間章 ②
それは、35歳の頃、ある夏の日の夜だった。
「え、何だこれ……?」
自宅でいつも通りネットサーフィンしていた俺は、だがある動画を偶然見たことで瞬間身体が固まってしまっていた。
「子犬の、サーカス?」
つまりは、それくらい刹那に衝撃受けたのだ、パソコンディスプレイの中に入れられた、その五人組の姿に。
黄色を基調とした、まるで囚人服のような、横にボーダー柄入った奇抜な衣装。
時おり曲中狂ったように叫ぶ、一見耳障りだがしかし同時に耳を引く歌。
何より、それを唄う、五人の個性豊かなメンバー。
観客のボルテージも、もちろん合わせて最高のものとなっており……。
「これが、アイドル……」
しかも動画のタイトルを見れば、アイドルグループのライブ映像と記されてある。もちろん、それ見ても俺がいまいちピンとこなかったのは言うまでもない。
すなわち、俺が子犬のサーカスと出会った初めは、どことなく魅かれるものは確かにあったものの、しかしいきなりどハマりするということまでには至らず――。
(凄い子たちが、いるんだな)
感想としても、どちらかというとショックの方が大きかった程度なのだった。
だが、それから一月もしないうちに、俺は完全に彼女たちの虜となっていた。
むろんネットで見た衝撃がいつまでも脳裡に色濃く残っており、結局再び動画を見たり、さらには他の情報を集め出したりしてしまったがゆえ。そして深く入りこんだネットの世界では、件の子犬のサーカスは既になかなかの著名人となっていたようだった。
『負け犬たちで結成されたグループ』。
それも様々な掲示板などでグループ名とよく一緒に、そんな何ともまさしくアイドルらしからぬキャッチコピー掲げられて。そう、どうやら一見悪口にも見えるそれは、しかしまさに正真正銘このグループを言い表すピッタリのワードだったのであり。
(どういうことなんだ?)
むろん俺の興味を次第次第により大きなものとするには、実に十分過ぎるものだった。
そしてしばらくして、俺はそのキャッチコピーの真の由来知ることとなる。
幾つかのサイトで調べたことなのだが、子犬のサーカスはどうやら様々な挫折、失敗経たいわくつきのメンバーたちで構成されたグループのようだったのだ。しかもその挫折というのが全て半端なものではない。そう、元不良がいたり、仕事先のハラスメントで体調崩し、辞めてしまった者がいたり、そして学校でいじめに遭い、不登校になってしまった者がいたり……。

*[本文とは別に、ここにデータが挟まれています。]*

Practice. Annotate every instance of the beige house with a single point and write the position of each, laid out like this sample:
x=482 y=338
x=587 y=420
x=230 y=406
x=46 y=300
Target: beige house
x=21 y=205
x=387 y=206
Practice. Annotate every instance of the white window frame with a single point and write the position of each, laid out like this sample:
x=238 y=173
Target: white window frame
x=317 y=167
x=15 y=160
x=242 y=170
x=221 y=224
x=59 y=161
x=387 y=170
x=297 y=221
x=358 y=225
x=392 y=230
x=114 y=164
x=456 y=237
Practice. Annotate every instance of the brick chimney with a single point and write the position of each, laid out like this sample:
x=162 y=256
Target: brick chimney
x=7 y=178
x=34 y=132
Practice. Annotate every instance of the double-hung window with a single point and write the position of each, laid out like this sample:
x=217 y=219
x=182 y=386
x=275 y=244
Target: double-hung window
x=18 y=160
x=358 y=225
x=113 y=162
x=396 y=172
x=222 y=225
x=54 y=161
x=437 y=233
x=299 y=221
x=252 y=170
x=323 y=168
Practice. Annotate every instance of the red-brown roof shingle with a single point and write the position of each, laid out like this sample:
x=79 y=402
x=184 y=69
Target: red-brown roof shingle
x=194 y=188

つまりは文字通り、と言っていいのかは分からないが、あえて断言すれば、まさに負け犬の集団、というやつそのもので。
(こんな人たちが、いるんだ……)
はたしてさすがにそこまでではないにせよ、パッとしない半生送って来た俺はその境遇に強いシンパシーめいたもの感じ取り、以後人生の中で初めて、一つのアイドルグループを熱狂的に追いかける生活が始まっていったのである。
――すなわち、まさしく人生の全てを賭けてもいい、そう思わせたくらい。